Se il tuo problema è impedire le macroraccolte di macrodati, è semplice, basta vietarli e basta: non puoi fare questa cosa. Punto. Se una cosa è vietata lo è e basta, non è che ci può essere un banner che te la rende legittima. Peggio ancora in un web in cui le aziende hanno sedi legali e amministrative in qualsiasi paese del mondo, e se il dato viene reso residente altrove e gestito in un altro luogo ancora e conservato in un altro continente ulteriore, allora si, la normativa nazionale anche in tema di sanzionabilità conta davvero poco.
Se il tuo problema è il controllo sui cookie, beh di certo questi non vengono programmati o gestiti da un utente medio (che non sa nemmeno come sono fatti questi discottini), e allora invece di delegare una spesa di 150 euro per “spese di segreteria” al singolo titolare del singolo sito – nella peggiore delle tradizioni iper burocratiche nazionali, in un paese in cui solo il 5% delle aziende è davvero sul web con una attività reale (lasciamo stare i siti vetrina) – se davvero ti interessa la privacy, imponi la procedura ai titolari dei coockie, chiedilo a Google, a Facebook, a Twitter, ad Amazon eccetera…
Sono loro che li programmano, sono loro che li “embeddano” sono loro che devono essere autorizzati, non certo l’ultimo blogger su wordpress che non sa nemmeno che li usa perché per avere uno straccio di report sugli accessi al suo sito usa Analitycs.
Infine c’è una questione di Privacy che va posta al Garante e riguarda se stesso.
E’ come se si stesse dicendo a tutto il web italiano di comunicare ad un’unica banca dati che strumenti usano, quali applicativi, quali cookie e quali dati raccolgono.
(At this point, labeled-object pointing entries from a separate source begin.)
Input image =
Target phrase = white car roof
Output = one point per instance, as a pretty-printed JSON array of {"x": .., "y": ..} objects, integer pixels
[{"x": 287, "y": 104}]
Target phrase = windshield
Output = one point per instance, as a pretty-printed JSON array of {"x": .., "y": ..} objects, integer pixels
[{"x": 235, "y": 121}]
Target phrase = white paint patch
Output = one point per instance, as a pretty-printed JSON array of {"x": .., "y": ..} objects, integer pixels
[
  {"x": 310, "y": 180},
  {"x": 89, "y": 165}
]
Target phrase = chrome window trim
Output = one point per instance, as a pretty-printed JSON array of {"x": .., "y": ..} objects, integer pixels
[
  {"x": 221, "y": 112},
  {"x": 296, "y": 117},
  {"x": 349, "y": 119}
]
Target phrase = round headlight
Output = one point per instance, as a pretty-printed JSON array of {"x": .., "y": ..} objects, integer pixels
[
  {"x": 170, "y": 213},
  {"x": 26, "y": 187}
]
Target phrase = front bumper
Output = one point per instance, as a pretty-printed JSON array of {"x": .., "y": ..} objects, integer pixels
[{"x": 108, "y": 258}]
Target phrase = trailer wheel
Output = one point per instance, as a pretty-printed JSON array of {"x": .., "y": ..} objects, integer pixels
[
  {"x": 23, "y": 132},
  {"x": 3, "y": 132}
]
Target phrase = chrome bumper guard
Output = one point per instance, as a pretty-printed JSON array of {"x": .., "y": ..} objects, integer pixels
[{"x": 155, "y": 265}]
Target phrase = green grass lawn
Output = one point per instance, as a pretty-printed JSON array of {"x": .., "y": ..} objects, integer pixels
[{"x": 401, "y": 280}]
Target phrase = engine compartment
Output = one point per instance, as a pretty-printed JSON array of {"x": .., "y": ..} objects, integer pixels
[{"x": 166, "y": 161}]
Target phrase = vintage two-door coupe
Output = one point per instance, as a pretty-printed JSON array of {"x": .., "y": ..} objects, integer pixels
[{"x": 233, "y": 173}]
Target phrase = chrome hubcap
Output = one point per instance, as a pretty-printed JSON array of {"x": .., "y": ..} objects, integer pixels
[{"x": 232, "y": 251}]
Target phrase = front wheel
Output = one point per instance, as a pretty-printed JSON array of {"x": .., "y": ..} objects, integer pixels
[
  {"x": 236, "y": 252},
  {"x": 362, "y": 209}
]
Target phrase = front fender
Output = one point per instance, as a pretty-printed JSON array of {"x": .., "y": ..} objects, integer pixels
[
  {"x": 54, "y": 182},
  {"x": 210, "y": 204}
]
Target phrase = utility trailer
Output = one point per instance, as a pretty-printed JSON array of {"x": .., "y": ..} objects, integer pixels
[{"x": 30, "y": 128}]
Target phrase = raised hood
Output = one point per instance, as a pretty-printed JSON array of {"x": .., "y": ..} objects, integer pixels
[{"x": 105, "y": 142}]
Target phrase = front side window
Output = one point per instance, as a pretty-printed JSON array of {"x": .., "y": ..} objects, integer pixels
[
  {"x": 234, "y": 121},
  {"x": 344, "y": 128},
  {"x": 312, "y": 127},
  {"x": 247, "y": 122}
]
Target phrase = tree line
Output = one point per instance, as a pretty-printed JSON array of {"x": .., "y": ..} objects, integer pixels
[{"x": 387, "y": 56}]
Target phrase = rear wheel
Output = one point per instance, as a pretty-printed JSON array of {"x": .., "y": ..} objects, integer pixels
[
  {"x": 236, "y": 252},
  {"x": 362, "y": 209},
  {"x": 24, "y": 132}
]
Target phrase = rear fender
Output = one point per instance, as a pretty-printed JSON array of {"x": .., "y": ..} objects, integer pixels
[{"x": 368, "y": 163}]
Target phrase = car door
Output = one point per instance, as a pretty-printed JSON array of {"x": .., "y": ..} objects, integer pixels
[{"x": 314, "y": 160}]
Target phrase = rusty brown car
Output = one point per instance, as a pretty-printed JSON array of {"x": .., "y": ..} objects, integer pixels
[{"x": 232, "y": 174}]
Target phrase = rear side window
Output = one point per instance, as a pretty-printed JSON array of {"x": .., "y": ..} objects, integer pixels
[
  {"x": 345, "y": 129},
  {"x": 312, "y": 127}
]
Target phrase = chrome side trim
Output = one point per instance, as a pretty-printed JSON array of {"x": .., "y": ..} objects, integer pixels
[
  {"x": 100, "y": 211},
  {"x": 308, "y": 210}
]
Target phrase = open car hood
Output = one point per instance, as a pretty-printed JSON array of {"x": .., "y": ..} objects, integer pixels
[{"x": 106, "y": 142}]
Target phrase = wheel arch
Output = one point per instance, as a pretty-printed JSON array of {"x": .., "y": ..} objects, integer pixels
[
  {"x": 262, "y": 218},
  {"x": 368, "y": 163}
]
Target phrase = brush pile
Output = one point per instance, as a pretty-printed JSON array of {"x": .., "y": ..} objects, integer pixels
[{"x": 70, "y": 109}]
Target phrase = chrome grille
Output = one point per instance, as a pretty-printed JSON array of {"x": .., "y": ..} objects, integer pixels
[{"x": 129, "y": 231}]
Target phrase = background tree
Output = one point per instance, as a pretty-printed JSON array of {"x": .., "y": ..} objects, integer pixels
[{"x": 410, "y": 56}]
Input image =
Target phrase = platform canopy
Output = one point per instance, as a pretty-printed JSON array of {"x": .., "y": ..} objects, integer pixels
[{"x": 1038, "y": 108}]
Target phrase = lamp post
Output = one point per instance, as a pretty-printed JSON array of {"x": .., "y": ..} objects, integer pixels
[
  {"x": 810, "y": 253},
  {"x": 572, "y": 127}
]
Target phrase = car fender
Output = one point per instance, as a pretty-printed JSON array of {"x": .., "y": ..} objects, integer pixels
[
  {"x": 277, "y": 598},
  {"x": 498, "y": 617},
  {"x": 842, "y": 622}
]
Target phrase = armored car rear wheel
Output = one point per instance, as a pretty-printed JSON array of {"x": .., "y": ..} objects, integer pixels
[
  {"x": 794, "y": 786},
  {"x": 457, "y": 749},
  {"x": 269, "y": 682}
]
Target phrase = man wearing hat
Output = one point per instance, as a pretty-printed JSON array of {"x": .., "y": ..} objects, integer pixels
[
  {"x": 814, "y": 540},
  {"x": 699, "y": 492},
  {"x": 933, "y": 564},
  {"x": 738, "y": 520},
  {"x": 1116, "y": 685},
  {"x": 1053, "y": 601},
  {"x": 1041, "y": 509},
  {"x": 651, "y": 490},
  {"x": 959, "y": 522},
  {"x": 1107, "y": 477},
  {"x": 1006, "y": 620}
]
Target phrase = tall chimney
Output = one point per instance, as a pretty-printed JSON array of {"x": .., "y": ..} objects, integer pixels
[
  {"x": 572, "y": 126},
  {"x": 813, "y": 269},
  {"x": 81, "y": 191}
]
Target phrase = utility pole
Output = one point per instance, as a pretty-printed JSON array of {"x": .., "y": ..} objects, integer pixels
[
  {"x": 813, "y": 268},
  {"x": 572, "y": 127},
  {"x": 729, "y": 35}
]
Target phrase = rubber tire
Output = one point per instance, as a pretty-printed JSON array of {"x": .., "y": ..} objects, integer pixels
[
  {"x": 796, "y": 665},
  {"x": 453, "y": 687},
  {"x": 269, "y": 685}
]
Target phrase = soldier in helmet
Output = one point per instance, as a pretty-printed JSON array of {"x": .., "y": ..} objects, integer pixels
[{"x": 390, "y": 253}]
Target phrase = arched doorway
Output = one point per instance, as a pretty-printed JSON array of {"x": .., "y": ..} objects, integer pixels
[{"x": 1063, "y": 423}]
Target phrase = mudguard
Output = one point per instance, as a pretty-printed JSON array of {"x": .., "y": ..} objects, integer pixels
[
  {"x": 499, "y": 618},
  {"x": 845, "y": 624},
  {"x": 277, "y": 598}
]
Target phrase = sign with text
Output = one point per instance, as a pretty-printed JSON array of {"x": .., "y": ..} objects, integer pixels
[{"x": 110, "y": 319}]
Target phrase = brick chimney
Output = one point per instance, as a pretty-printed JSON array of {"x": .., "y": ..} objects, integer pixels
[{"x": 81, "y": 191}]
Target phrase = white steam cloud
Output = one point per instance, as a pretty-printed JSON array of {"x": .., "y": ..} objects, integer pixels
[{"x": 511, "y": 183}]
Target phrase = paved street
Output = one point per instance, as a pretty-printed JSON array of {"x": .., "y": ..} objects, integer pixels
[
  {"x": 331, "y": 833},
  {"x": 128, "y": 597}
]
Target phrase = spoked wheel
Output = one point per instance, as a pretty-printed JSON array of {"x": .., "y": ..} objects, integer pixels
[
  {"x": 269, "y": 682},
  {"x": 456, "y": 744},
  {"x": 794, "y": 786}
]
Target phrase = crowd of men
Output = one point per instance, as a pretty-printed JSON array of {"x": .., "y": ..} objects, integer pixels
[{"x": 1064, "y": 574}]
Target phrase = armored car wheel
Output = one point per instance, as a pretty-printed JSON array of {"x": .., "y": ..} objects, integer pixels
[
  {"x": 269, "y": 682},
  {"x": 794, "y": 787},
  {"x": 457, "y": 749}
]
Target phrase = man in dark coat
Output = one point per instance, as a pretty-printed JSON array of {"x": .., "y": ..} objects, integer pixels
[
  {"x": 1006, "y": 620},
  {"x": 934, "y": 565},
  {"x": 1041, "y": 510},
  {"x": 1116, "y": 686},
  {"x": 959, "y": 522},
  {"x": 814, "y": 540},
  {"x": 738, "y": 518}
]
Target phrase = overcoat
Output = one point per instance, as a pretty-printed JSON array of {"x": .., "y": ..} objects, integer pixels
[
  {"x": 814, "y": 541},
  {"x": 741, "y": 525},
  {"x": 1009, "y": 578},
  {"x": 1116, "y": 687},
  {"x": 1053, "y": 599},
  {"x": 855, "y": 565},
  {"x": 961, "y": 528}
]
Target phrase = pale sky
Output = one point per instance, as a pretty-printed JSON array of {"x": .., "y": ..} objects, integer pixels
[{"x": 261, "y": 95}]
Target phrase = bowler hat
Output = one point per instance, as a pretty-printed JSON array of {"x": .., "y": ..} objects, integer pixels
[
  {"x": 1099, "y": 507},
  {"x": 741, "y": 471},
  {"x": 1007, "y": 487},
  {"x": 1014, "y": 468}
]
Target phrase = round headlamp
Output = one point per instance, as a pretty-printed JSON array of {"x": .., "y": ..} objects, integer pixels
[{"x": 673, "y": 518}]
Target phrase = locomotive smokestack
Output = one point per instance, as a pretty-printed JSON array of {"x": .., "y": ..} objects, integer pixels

E che titolo ha il Garante per questa raccolta dati commerciali? Quali garanzie abbiamo – tutti – che questo macrodato (che ha una rilevanza strategica ed economica enorme) non finisca nelle mani degli stessi giganti del web? Perché una cosa è che Google sappia, sito per sito, tutti i siti che usano il suo coockie di analitycs (e potrebbe risolvere la questione in un secondo comunicandola al Garante direttamente pagando per tutti i famosi 150 eurini una volta sola), ben altra è che Google sappia tutti gli altri cosa usano e come… E se non vogliono dirglielo saranno già problemi di privacy loro, non certo del Garante.